Tra cautela degli addetti ai lavori ed esperimenti, progrediscono i risultati dei software che generano immagini
Da alcune settimane circolano sui social network immagini prodotte da un’intelligenza artificiale. Si tratta di fotografie o disegni, talvolta ben riusciti e talaltra un po’ confuse, prodotte da un modello di linguaggio conosciuto come Generative Pre-trained Transformer (GPT), capace di generare immagini e testi sulla base di input testuali.
Come funziona il modello GPT?
Questi modelli devono essere “allenati” dai ricercatori, che hanno il compito di scegliere, curare e inserire nel sistema i documenti e i testi che l’intelligenza artificiale analizzerà e da cui imparerà i meccanismi di scrittura o di elaborazione dell’arte umana.
Ciò che caratterizza GPT è la relativa indipendenza: una volta ricevuta la mole (considerevole) di documenti sui cui basarsi, il modello di linguaggio si evolve quasi come se imparasse da solo. I modelli precedenti, per esempio, differivano da GPT perché necessitavano di indicazioni e supervisione.
A svilupparlo è stata l’azienda non-profit statunitense OpenAI, co-fondata nel 2015 da Sam Altman e Elon Musk, il cui scopo è rendere la ricerca più democratica nel tempo. Nel 2019 la società ha presentato la seconda interazione del progetto, nota come GPT-2, in grado di generare testi credibili. La qualità della produzione dei modelli è migliorata sensibilmente con la versione uscita nel 2020, GPT-3, con cui è possibile creare testi indistinguibili da quelli umani. Già dal documento di presentazione di GPT-3 si evince come la sua capacità di creare diversi paragrafi di contenuto sintetico, difficili da distinguere dai testi scritti dagli esseri umani, è considerata dai ricercatori stessi come «preoccupante».
GPT-3, DALL-E e le immagini
Una versione particolare di GPT-3 è stata invece pensata per «generare immagini a partire da descrizioni testuali» attraverso un dataset di accostamento testo-immagini. Il nome di questo modello è DALL-E, nato dalla crasi tra il nome del pittore surrealista Salvador Dalì e quello di WALL-E, il robottino protagonista di un omonimo film della Pixar.
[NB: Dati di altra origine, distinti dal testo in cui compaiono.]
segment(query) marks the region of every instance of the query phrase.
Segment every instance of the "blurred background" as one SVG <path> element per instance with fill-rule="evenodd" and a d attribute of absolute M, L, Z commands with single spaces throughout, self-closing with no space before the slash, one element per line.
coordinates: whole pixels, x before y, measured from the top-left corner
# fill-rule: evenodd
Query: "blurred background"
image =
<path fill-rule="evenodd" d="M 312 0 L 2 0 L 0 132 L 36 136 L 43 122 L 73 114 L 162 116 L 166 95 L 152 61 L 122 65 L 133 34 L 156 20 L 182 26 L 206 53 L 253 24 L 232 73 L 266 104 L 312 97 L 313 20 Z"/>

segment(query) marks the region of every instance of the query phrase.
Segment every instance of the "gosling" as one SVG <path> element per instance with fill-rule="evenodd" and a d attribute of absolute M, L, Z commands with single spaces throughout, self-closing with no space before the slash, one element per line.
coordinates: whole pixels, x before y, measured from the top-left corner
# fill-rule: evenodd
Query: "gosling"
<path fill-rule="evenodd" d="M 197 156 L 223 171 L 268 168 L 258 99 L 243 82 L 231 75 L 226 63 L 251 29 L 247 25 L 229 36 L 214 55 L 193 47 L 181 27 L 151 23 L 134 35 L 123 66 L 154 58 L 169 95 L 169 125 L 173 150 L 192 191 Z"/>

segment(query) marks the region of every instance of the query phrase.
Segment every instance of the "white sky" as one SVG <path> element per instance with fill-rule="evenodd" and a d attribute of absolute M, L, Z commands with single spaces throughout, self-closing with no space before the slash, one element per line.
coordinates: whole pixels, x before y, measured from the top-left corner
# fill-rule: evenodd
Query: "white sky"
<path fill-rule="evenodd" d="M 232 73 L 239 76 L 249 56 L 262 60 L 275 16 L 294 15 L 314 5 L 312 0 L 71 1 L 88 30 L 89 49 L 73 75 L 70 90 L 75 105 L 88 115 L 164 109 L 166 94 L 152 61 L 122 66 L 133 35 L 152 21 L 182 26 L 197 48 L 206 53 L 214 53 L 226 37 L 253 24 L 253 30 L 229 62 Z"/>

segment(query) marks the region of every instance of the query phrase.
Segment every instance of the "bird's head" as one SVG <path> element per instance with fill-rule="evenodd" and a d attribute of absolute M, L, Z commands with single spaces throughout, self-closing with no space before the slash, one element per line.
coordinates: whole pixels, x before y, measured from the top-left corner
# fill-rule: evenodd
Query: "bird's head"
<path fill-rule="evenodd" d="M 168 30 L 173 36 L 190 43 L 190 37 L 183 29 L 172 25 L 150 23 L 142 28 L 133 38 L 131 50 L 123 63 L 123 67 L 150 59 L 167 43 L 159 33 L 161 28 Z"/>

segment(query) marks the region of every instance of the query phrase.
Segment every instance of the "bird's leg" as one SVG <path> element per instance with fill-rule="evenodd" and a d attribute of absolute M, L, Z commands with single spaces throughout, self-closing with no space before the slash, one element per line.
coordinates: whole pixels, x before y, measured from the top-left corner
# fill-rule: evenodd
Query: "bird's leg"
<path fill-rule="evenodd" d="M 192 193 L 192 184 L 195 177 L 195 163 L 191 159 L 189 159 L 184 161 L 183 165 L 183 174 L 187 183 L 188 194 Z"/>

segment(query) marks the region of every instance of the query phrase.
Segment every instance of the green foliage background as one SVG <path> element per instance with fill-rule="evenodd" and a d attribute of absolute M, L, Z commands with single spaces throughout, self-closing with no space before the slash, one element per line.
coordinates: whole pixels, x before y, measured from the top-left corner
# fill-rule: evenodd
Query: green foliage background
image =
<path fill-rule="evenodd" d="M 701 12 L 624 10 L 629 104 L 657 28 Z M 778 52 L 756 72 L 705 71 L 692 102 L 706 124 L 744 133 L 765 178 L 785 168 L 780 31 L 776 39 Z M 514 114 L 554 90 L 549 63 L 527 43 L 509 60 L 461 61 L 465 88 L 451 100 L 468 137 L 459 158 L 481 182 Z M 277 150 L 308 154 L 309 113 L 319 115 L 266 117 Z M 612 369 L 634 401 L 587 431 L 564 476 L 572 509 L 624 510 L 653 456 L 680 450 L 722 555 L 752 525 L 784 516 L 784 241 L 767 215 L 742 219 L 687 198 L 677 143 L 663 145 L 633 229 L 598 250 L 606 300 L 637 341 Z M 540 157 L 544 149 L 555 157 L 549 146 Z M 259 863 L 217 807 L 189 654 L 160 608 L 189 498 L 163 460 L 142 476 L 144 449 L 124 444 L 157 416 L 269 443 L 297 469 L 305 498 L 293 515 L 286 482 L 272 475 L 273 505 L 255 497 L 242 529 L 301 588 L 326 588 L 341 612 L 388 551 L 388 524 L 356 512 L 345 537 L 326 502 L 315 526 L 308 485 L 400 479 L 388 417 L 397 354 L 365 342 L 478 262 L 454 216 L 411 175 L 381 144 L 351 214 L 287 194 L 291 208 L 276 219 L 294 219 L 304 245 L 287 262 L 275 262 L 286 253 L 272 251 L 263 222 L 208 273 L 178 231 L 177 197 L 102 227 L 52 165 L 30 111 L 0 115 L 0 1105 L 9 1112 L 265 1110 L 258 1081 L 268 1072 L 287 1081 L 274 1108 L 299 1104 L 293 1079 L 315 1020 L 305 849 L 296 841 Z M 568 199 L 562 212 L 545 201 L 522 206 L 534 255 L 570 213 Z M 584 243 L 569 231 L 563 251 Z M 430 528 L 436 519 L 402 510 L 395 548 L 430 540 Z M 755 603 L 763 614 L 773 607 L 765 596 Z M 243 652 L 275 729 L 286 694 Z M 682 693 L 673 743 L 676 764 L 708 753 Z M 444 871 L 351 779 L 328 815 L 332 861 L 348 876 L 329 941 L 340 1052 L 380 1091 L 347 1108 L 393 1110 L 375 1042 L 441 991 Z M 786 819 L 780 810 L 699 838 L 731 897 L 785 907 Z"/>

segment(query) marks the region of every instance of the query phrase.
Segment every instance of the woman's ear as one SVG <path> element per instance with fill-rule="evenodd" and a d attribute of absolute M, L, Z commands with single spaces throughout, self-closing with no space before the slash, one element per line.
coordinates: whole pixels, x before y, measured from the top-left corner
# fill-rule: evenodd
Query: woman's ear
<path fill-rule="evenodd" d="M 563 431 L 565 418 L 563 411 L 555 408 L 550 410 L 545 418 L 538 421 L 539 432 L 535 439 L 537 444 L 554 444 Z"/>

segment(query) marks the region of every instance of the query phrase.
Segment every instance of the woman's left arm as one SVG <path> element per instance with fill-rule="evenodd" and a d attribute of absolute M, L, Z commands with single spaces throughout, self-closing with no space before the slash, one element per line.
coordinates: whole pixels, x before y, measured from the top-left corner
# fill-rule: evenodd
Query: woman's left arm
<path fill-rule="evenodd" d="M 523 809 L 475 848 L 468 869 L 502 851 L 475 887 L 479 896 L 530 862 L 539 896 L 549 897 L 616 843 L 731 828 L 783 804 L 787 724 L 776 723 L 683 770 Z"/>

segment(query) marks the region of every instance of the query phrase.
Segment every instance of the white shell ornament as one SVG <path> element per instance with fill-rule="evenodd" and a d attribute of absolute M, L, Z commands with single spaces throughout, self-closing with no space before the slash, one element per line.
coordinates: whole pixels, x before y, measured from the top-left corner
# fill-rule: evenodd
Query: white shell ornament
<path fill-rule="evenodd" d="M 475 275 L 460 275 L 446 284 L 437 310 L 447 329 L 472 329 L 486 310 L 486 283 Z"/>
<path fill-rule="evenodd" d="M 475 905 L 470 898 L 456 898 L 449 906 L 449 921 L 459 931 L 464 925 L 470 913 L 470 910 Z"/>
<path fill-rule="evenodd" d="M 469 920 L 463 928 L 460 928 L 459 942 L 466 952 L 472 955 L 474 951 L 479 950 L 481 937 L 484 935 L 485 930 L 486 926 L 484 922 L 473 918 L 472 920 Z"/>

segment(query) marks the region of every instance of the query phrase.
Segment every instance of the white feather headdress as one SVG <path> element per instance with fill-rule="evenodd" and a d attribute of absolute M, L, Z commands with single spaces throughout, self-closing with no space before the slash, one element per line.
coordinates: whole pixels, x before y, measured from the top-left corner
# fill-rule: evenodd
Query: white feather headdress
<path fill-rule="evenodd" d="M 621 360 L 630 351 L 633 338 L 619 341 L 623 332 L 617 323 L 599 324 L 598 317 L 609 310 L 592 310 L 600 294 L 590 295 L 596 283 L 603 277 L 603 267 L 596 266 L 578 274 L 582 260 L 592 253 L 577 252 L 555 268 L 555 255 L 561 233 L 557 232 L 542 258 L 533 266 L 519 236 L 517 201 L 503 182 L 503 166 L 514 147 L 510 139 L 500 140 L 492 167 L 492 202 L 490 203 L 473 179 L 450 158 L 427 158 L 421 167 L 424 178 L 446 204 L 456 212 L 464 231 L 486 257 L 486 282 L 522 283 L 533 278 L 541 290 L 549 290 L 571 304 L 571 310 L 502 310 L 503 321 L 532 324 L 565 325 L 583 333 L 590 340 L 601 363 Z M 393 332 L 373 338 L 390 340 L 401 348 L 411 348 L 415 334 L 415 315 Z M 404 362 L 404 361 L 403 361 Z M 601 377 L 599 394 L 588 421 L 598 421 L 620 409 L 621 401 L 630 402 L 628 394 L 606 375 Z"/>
OpenAI, per dimostrare le capacità di questo modello, ha pubblicato alcune immagini che DALL-E ha generato partendo da descrizioni strambe come «una poltrona a forma di avocado» oppure «l’illustrazione di una radice di daikon in tutù che porta a spasso un cane».
DALL-E è stato poi aperto al contributo di alcuni ricercatori, che hanno messo alla prova le sue capacità inserendo i cosiddetti prompt o input testuali, i cui risultati sono visibili su Twitter all’hashtag #dalle2.
Il modello di intelligenza artificiale è riuscito a produrre immagini sulla base di scelte piuttosto precise, rispondendo in maniera convincente anche a domande insolite quali «come sarebbe stato l’iPhone progettato da Leonardo da Vinci?».
DALL-E presenta, tuttavia, alcuni limiti come la tendenza a reiterare pregiudizi sessuali e razziali nelle immagini che produce a causa anche del materiale letterario e iconografico originario su cui questo modello basa il suo apprendimento.
Il futuro delle intelligenze artificiali generative
Non solo GPT e DALL-E: lo scorso maggio Google ha presentato Imagen, la tecnologia in grado di produrre risultati simili, e talvolta superiori, a quelli di DALL-E. Uno degli esempi presentati da Google è un modello che mostra come l’intelligenza artificiale abbia trasformato in immagini richieste surreali come «una scultura trasparente di un’anatra fatta di vetro». Sappiamo ancora poco di Imagen e i primi risultati potrebbero comunque non rappresentare la media dei risultati prodotti dal sistema.
Quel che è certo è che questi modelli rappresentano solo l’inizio di una generazione di intelligenze artificiali generative e che, in un futuro a breve termine, potremo generare immagini più o meno indistinguibili da fotografie e quadri grazie all’intelligenza artificiale, con ripercussioni artistiche e culturali difficili da prevedere.